Les conséquences humanitaires demeurent particulièrement graves. Des centaines de milliers de personnes sont toujours déplacées à l’intérieur du pays, tandis que de nombreuses localités vivent sous la menace constante des groupes armés. L’accès aux soins, à l’éducation, aux marchés et aux services administratifs reste fortement perturbé dans plusieurs régions. Les difficultés d’approvisionnement exacerbent la précarité économique des ménages, notamment dans les zones rurales.

À cette pression sécuritaire s’ajoute un coût économique considérable. Une part importante des ressources publiques est désormais allouée aux dépenses militaires, alors même que les besoins en matière de santé, d’éducation, d’infrastructures et de développement demeurent immenses.

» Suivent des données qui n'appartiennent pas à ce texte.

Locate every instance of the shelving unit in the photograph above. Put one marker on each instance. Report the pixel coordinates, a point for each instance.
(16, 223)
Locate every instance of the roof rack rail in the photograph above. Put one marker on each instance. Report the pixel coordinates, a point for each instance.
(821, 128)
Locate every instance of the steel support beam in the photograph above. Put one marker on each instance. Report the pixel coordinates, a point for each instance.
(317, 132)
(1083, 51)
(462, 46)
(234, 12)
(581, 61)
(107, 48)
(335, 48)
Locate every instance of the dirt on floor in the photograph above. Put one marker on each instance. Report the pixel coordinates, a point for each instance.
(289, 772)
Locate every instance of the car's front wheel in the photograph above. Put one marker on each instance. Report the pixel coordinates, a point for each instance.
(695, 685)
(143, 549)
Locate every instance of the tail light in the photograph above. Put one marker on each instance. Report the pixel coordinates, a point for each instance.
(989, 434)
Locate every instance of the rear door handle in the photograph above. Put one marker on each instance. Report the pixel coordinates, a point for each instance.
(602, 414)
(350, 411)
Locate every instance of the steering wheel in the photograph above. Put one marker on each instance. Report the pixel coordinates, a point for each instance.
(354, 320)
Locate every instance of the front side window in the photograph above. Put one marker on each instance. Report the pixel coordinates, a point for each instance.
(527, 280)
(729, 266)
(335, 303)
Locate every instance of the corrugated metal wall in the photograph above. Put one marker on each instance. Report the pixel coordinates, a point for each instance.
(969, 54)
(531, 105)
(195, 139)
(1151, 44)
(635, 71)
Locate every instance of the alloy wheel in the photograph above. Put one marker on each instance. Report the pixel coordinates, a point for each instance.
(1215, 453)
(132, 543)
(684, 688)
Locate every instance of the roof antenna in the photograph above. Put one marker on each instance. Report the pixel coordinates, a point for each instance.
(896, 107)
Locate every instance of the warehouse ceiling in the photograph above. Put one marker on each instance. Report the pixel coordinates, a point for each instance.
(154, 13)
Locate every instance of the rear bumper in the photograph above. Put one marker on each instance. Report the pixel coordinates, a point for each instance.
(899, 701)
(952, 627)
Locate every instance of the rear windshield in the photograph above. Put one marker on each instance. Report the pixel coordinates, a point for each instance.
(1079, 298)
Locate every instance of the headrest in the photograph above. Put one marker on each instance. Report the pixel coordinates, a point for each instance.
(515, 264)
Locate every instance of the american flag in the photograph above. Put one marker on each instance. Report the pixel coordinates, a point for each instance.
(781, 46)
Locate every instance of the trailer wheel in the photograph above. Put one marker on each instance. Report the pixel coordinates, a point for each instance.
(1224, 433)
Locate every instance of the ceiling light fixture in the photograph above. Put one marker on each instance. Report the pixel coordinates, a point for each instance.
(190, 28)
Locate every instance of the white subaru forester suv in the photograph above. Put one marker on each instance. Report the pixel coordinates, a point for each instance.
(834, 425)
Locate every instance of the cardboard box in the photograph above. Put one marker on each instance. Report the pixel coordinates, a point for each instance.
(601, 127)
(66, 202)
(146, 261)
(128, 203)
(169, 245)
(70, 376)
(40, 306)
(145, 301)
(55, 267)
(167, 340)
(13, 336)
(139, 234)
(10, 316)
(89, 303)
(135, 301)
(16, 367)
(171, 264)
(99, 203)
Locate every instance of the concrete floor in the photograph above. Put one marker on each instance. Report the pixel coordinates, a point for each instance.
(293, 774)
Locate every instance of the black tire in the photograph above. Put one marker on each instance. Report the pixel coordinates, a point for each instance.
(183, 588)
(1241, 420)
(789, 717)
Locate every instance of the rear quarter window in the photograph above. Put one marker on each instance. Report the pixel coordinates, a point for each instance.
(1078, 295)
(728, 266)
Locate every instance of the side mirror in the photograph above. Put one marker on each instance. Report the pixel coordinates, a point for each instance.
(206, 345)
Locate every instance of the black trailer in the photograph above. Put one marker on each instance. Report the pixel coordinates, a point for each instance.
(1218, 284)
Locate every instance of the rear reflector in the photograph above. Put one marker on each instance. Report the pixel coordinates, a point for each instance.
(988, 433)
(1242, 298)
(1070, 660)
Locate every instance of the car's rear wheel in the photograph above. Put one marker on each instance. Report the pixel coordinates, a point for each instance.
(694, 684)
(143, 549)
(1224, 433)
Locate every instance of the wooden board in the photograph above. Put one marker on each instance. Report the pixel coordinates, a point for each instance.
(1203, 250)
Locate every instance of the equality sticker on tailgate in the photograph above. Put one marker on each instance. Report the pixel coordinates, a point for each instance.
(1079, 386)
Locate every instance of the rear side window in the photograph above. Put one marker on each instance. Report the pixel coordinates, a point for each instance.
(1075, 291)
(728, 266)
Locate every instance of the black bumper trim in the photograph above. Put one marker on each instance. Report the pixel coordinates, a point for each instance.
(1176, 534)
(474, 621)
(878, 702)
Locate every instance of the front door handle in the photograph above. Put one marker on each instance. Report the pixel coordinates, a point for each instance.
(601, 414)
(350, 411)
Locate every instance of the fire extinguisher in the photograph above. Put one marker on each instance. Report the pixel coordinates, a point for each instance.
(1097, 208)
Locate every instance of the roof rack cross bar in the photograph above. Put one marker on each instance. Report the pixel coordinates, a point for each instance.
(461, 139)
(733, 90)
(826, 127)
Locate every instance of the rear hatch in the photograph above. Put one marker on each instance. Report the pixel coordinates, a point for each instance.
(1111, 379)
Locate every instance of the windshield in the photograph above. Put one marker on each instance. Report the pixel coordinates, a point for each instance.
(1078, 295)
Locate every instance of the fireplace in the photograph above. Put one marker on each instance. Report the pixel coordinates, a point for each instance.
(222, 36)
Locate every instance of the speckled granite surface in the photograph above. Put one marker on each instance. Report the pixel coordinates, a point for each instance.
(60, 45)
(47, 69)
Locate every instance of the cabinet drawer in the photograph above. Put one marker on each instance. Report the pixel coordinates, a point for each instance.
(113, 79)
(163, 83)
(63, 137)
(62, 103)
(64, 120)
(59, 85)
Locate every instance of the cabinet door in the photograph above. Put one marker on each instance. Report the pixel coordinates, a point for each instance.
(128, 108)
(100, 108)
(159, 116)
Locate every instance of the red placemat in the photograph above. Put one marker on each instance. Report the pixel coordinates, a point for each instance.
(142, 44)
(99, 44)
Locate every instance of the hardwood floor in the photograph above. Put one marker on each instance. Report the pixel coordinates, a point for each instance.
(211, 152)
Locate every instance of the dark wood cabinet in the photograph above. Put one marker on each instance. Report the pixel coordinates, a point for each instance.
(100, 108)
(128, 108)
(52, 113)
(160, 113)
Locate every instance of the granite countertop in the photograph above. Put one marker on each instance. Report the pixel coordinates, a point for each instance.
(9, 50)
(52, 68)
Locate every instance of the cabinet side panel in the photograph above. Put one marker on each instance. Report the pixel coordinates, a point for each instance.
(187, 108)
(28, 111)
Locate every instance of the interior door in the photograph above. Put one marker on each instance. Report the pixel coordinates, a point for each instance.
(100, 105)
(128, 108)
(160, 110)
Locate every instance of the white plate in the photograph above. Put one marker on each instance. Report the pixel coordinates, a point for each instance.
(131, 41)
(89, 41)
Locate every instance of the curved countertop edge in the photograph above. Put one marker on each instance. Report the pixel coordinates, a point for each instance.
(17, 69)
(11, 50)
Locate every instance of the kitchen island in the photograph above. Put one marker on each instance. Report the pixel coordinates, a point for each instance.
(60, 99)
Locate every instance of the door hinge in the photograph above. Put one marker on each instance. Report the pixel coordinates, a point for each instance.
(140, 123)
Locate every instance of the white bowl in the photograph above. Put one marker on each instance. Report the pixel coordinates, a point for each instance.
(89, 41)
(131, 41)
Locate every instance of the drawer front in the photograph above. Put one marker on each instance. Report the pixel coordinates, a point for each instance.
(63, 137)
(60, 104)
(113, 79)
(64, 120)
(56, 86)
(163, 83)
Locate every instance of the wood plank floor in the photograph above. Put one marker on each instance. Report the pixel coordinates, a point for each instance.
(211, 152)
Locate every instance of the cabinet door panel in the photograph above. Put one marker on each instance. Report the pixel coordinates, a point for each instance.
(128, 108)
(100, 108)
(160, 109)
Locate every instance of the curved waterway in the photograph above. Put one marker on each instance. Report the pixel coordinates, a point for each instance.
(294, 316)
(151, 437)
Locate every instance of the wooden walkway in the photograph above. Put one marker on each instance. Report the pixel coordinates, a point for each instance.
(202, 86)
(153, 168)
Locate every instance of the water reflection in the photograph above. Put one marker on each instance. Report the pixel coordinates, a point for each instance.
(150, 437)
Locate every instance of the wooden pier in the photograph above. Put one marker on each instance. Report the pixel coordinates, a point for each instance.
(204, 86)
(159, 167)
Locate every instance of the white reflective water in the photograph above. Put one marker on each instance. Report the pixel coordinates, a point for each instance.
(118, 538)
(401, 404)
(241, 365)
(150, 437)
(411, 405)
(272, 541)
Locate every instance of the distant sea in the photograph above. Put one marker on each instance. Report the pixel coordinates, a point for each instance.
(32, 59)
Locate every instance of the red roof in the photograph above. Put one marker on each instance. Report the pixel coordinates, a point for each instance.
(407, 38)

Le ralentissement des activités agricoles, la fermeture de nombreuses exploitations minières artisanales et les entraves à la circulation des marchandises pèsent également sur la croissance du pays.

Le risque d’un décalage entre communication et gouvernance

Un contraste de plus en plus marqué se dessine entre la communication officielle et les attentes des populations. Tandis que le pouvoir met en avant les symboles de la souveraineté retrouvée, une partie des citoyens réclame avant tout des réponses concrètes : davantage de sécurité, la réouverture des axes routiers, le retour des services publics dans les zones abandonnées et la possibilité pour les déplacés de regagner leurs villages.

La souveraineté ne se mesure pas uniquement à travers des symboles, des cérémonies ou des changements vestimentaires. Elle se traduit aussi par la capacité de l’État à exercer son autorité sur l’ensemble de son territoire, à garantir la libre circulation des personnes, à protéger les populations civiles et à assurer les fonctions essentielles de la puissance publique.

Les discours de mobilisation patriotique peuvent renforcer la cohésion nationale, mais ils peinent à convaincre lorsque les populations continuent de vivre sous la menace quotidienne de la violence. À mesure que le conflit se prolonge, le risque est de voir s’installer un fossé grandissant entre les ambitions affichées par le régime et les réalités vécues dans les campagnes.

Le véritable test de la transition

Le Burkina Faso traverse l’une des périodes les plus critiques de son histoire contemporaine. La restauration de la sécurité demeure la condition indispensable à toute reconstruction politique, économique et sociale. Sans amélioration tangible sur ce front, les initiatives symboliques, aussi porteuses soient-elles d’un message identitaire, risquent de perdre progressivement leur force mobilisatrice.

L’Histoire jugera la transition militaire moins sur la portée de ses slogans ou sur la multiplication des symboles souverainistes que sur sa capacité à restaurer l’autorité de l’État, à reconquérir les territoires perdus, à protéger durablement les populations et à créer les conditions d’un retour à une vie normale. Car une souveraineté pleinement assumée ne se limite pas à l’affirmation d’une indépendance politique ; elle se mesure avant tout à la capacité d’un État à garantir la sécurité, la stabilité et l’avenir de ses citoyens.